ElasticSearch essentials; part 2

Basic Setup
Determine How Much RAM is Needed
Configure Heap
POV/Single Node Deployments
Issues with Performance
Rolling Over an Index
Upgrading/Patching Nodes
Single Node Deployment

Basic Setup

Setting up Elasticsearch involves installing the software, configuring essential settings, and ensuring the environment is optimized for performance. Begin by downloading the appropriate version of Elasticsearch for your operating system from the official website.

Installation Steps

Download and Extract: Download the Elasticsearch distribution and extract it to your desired location.
Configure Basic Settings: Edit config/elasticsearch.yml to set:
- Cluster name
- Node name
- Network host (if needed)
- Discovery settings (for multi-node clusters)
Set Environment Variables: Configure ES_HOME and ensure Java is properly installed and accessible.
Start Elasticsearch: Run the startup script:
```
./bin/elasticsearch
```
Verify Installation: Check that Elasticsearch is running:
```
curl http://localhost:9200
```

Essential Configuration Files

config/elasticsearch.yml: Main configuration file
config/jvm.options: JVM heap and garbage collection settings
config/log4j2.properties: Logging configuration

Determine How Much RAM is Needed

Memory requirements for Elasticsearch depend on your workload, data volume, and cluster size. Proper RAM allocation is critical for performance and stability.

General Guidelines

As per AppDynamics recommendations for Event Service deployments (which use Elasticsearch), allocate half of the available RAM to the Elasticsearch process, with:

Minimum: 7 GB heap
Maximum: 31 GB heap
Optimal Production: At least 62 GB of RAM on the system/host machine

Factors Affecting RAM Requirements

License Units: Higher license unit consumption requires more RAM
Event Volume: Transaction Analytics and Log Analytics events impact memory needs
Cluster Size: More nodes can distribute the load, but each node still needs adequate RAM
Query Complexity: Complex queries and aggregations consume more memory

Production Recommendations

For production environments:

Minimum: 62 GB RAM per node
Optimal: 122 GB RAM per node (i2.4xlarge equivalent)
High-Volume: 244 GB RAM per node (i2.8xlarge equivalent)
Node Count: At least 3 nodes for production (avoid single-node in production)

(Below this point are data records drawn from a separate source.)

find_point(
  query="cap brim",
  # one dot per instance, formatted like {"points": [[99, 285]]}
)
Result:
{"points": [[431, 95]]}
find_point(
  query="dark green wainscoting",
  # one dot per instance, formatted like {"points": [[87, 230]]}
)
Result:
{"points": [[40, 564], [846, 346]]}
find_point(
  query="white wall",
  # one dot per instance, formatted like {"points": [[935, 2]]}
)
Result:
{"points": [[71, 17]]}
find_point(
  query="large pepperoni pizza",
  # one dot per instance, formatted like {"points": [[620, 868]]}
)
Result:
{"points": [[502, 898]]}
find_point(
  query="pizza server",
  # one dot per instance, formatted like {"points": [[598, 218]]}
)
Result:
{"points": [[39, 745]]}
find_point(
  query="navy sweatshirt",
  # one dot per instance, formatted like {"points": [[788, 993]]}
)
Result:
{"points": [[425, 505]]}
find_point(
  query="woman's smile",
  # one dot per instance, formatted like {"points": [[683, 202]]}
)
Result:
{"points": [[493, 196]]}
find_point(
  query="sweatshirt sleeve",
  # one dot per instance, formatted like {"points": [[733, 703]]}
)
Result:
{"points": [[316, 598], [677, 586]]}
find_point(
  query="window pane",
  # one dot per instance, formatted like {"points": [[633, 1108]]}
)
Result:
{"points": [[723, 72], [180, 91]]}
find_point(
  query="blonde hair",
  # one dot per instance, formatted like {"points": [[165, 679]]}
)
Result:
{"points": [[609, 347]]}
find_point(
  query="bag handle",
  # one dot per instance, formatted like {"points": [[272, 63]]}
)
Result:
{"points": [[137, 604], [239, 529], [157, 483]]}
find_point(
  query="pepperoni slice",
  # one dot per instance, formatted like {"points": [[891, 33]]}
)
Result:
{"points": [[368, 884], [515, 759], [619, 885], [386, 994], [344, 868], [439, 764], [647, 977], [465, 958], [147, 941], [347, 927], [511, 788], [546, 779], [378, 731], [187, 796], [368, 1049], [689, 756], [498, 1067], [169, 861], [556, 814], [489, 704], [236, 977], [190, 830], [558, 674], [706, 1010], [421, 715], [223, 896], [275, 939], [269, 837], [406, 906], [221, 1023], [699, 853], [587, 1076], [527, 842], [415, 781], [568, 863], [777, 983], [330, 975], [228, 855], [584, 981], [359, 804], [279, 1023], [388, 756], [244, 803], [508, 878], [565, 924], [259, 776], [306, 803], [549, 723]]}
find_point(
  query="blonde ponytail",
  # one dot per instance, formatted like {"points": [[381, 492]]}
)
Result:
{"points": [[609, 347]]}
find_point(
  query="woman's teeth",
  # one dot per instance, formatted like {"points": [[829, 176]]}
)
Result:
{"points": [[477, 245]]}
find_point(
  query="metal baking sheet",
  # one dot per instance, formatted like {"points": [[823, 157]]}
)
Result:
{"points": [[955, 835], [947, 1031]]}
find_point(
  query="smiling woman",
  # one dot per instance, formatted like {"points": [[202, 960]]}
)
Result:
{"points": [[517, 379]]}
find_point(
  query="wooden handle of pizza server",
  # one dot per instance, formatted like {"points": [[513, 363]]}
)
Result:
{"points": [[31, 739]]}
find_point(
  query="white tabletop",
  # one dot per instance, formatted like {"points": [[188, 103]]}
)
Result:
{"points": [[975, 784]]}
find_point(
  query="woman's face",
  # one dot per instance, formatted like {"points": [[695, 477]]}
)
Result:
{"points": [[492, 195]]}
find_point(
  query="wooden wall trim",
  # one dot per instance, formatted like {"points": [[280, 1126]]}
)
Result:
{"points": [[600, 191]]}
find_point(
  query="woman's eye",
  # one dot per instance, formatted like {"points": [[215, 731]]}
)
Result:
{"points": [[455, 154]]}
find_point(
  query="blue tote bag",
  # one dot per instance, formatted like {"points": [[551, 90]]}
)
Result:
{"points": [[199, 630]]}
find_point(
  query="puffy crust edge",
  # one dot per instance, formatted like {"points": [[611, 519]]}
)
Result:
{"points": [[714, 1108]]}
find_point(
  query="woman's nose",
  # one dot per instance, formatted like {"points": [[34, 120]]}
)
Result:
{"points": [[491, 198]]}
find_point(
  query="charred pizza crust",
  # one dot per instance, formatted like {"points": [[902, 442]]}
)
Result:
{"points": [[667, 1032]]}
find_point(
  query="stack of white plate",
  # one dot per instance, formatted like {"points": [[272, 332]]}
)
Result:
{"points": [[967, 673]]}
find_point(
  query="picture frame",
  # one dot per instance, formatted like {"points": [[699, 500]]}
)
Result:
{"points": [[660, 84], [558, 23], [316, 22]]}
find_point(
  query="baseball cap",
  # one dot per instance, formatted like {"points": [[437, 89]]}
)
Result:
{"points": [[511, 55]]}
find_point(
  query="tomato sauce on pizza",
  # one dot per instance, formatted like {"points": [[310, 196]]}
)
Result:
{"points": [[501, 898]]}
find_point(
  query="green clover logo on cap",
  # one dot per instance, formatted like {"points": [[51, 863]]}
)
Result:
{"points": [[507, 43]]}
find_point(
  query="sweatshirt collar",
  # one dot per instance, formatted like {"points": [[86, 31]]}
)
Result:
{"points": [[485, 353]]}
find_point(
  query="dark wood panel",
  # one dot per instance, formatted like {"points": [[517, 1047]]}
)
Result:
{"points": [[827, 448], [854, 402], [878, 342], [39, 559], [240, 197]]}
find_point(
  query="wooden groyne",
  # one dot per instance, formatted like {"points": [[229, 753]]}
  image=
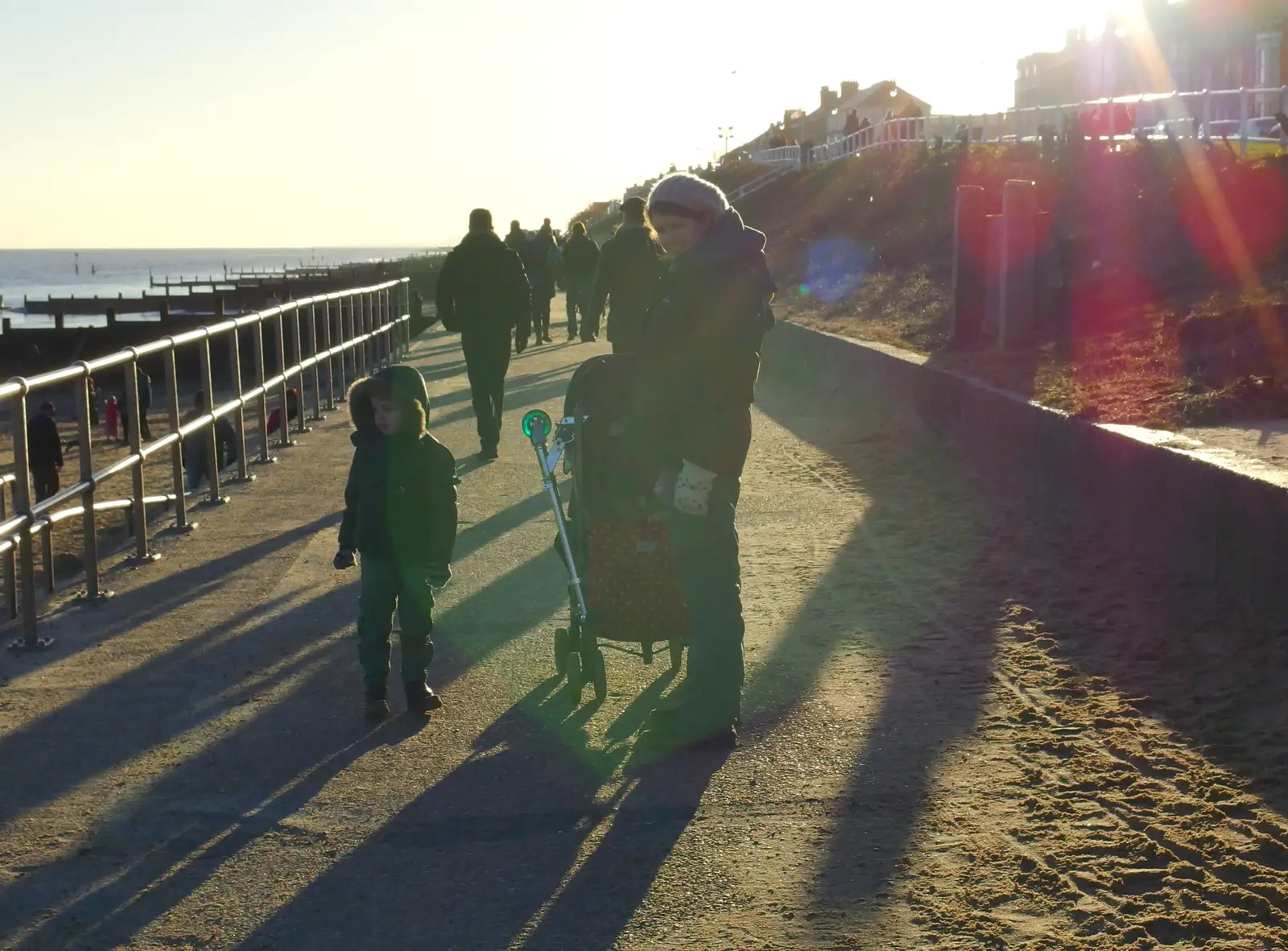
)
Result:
{"points": [[180, 304]]}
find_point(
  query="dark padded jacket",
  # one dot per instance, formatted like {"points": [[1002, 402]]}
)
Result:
{"points": [[700, 358], [630, 270], [399, 502], [581, 259], [483, 292], [44, 444]]}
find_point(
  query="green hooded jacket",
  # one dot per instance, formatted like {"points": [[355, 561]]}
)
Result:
{"points": [[399, 502]]}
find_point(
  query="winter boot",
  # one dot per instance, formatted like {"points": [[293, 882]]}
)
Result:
{"points": [[422, 699]]}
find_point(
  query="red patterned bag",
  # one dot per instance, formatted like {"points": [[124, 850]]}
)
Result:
{"points": [[630, 589]]}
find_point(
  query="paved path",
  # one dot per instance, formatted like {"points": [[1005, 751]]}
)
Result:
{"points": [[968, 727]]}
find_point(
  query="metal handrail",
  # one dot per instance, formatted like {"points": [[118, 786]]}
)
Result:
{"points": [[360, 330]]}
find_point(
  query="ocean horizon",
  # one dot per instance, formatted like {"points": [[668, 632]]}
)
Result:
{"points": [[111, 272]]}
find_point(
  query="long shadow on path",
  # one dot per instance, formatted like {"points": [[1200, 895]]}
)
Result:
{"points": [[223, 798], [910, 588]]}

Everything below 62 GB RAM should be used only for POV and testing purposes.

Checking Current Memory Usage

To check how much RAM the Elasticsearch process is using:

# Find the Elasticsearch process ID
netstat -anp | grep 9200 | grep LISTEN

# Check memory consumption (replace <pid> with actual process ID)
echo 0 $(awk '/Rss/ {print "+", $2}' /proc/<pid>/smaps) | bc

The output is in KB. Compare this against your heap configuration and available system RAM.

Configure Heap

Heap memory configuration determines the amount of memory allocated to the Java Virtual Machine (JVM) heap. The heap is the runtime data area from which memory for all class instances and arrays is allocated.

Heap Size Guidelines

Allocation Rule: Set heap to 50% of available RAM, up to a maximum of 31 GB
Why 31 GB?: Beyond 31 GB, JVM uses 64-bit object pointers, which increases memory overhead
Why 50%?: The remaining RAM is needed for:
- Operating system operations
- File system cache (Lucene uses this for better performance)
- Other system processes

Configuration Steps

Edit config/jvm.options:

# Set initial and maximum heap to the same value (prevents resizing)
-Xms31g
-Xmx31g

For systems with less RAM, adjust accordingly:

# Example for 16 GB system: allocate 7-8 GB to heap
-Xms7g
-Xmx7g

Restart Elasticsearch after making changes:
```
./bin/elasticsearch -d
```

Important Notes

Always set -Xms and -Xmx to the same value to prevent heap resizing during runtime
Never allocate more than 50% of RAM to heap
Never exceed 31 GB heap size
Ensure total system RAM is sufficient (heap + OS + file cache)

Verifying Heap Configuration

After restart, verify the heap settings:

# Check JVM settings
curl -s 'http://localhost:9200/_nodes/jvm?pretty'

Look for heap_max_in_bytes in the response to confirm your settings.

POV/Single Node Deployments

Proof of Value (POV) and single-node deployments are suitable for development, testing, and evaluation purposes, but not recommended for production.

When to Use Single-Node

Development and testing environments
POV demonstrations
Learning and experimentation
Low-volume, non-critical applications

Limitations

No High Availability: Single node failure means complete cluster unavailability
No Data Replication: Risk of data loss if the node fails
Performance Constraints: All roles run on one node, causing resource contention
No Rolling Upgrades: Must take full downtime for maintenance

Single-Node Configuration

For a single-node cluster, set in config/elasticsearch.yml:

discovery.type: single-node

This disables the minimum master nodes check and allows the cluster to form with just one node.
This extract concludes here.